# Intro to Neural Networks
Building a simple neural network in Python is a great way to understand the fundamentals of deep learning. We'll use the NumPy library for numerical operations, which keeps things straightforward without relying on higher-level frameworks initially.
Here, we'll create a basic feedforward neural network with one hidden layer to solve a simple classification problem (e.g., the XOR problem).

## Conceptual Overview
1. **Input Layer:** Receives the data.
2. **Hidden Layer(s):** Performs computations and learns patterns.
3. **Output Layer:** Produces the final prediction.

## Key Components:
- **Weights and Biases:** Parameters that the network learns during training. Weights determine the strength of the connection between neurons, and biases shift the activation function.
- **Activation Function:** Introduces non-linearity into the network, allowing it to learn complex relationships. Common ones include Sigmoid, ReLU, and Tanh. For this example, we'll use Sigmoid.
- **Forward Propagation:** The process of passing input data through the network to get an output.
- **Loss Function:** Measures how well the network's predictions match the actual values (e.g., Mean Squared Error).
- **Backpropagation:** The core algorithm for training neural networks. It calculates the gradients of the loss function with respect to the weights and biases, indicating how much to adjust them.
- **Gradient Descent:** An optimization algorithm that uses the gradients to iteratively update the weights and biases to minimize the loss.

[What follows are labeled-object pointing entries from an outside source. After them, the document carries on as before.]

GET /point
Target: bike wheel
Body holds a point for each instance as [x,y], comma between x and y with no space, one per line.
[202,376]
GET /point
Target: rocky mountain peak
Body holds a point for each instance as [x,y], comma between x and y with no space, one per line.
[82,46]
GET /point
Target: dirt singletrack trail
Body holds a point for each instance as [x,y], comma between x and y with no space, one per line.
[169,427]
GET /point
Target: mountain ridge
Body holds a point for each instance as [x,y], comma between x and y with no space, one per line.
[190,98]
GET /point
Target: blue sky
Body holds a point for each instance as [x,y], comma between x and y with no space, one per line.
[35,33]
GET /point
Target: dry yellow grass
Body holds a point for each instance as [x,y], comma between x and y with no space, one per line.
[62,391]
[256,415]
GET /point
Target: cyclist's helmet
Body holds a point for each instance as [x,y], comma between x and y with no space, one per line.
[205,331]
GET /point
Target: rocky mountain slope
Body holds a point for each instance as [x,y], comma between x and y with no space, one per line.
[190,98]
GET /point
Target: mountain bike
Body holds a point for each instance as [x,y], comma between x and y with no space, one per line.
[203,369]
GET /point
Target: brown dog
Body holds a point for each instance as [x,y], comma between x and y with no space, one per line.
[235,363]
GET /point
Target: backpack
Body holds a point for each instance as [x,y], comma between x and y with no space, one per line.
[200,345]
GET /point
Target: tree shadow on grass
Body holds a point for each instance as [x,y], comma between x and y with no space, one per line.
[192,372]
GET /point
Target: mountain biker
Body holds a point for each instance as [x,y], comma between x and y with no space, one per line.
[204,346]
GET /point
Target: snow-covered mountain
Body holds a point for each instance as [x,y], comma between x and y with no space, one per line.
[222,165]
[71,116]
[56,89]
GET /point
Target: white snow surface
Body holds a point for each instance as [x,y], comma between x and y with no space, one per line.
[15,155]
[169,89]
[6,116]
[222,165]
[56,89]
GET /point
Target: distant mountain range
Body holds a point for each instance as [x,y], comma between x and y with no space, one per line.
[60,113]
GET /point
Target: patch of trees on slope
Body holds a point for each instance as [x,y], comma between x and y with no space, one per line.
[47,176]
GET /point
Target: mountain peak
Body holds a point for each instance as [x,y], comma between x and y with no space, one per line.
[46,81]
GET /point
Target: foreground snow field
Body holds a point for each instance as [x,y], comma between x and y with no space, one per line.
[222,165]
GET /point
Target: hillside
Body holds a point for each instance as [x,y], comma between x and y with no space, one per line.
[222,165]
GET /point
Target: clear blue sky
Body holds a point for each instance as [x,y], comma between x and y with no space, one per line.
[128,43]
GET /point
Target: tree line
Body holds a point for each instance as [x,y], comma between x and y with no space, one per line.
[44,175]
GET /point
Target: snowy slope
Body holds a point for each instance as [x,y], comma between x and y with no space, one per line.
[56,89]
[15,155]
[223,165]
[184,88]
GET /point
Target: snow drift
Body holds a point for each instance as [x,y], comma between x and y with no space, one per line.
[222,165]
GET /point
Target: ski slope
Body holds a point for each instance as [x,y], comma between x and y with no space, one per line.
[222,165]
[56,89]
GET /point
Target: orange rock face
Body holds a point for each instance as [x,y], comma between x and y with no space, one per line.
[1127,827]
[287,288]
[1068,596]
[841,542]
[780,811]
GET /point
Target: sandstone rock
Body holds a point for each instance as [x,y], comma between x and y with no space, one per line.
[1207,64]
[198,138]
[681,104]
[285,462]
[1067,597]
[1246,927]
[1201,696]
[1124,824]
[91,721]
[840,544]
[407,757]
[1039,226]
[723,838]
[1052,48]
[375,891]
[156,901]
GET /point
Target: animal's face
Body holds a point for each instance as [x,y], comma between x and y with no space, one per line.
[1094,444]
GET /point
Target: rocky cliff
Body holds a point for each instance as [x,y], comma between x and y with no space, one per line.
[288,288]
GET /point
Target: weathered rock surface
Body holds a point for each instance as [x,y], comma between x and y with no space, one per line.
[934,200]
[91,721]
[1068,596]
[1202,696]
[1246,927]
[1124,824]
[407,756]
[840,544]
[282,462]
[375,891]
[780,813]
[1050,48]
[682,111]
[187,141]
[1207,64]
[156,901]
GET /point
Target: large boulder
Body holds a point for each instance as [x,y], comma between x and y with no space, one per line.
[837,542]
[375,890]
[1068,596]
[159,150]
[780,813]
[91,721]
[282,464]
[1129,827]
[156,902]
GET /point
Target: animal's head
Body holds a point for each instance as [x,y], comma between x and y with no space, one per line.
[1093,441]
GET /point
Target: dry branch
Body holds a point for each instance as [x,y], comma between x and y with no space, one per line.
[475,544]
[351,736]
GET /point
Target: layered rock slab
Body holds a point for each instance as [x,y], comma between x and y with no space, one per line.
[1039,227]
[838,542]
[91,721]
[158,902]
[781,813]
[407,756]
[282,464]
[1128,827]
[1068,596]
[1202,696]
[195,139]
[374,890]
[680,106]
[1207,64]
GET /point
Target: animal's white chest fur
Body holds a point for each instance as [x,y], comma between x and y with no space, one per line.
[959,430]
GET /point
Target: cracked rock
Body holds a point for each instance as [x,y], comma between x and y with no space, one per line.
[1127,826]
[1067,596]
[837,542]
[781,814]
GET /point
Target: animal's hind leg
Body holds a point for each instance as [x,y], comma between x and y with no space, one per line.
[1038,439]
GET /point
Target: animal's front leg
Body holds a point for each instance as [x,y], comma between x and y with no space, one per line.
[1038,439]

# Implementation in Python

In [1]:
import numpy as np

## 1. Define the Sigmoid Activation Function and its Derivative 
$$\sigma(x) = \frac{1}{1+e^{-x}}$$
$$\frac{d}{dx}\sigma(x) = x(1-x)$$

In [8]:
def sigmoid(x):
    return 1 / (1 + np.exp(-x))

def sigmoid_derivative(x):
    return x * (1 - x)

## 2. Prepare the Dataset (XOR Problem)

In [9]:
# Input dataset
X = np.array([[0,0],
              [0,1],
              [1,0],
              [1,1]])

# Output dataset
y = np.array([[0],
              [1],
              [1],
              [0]])

## 3. Set up Network Parameters

In [20]:
# Seed for reproducibility
np.random.seed(1)

# Number of neurons in the input layer
input_neurons = X.shape[1] # 2 features

# Number of neurons in the hidden layer
hidden_neurons = 50 # You can experiment with this number

# Number of neurons in the output layer
output_neurons = y.shape[1] # 1 output

# Initialize weights and biases randomly with mean 0
# Weights for input to hidden layer
weights_input_hidden = 2 * np.random.random((input_neurons, hidden_neurons)) - 1
# Biases for hidden layer
bias_hidden = np.zeros((1, hidden_neurons))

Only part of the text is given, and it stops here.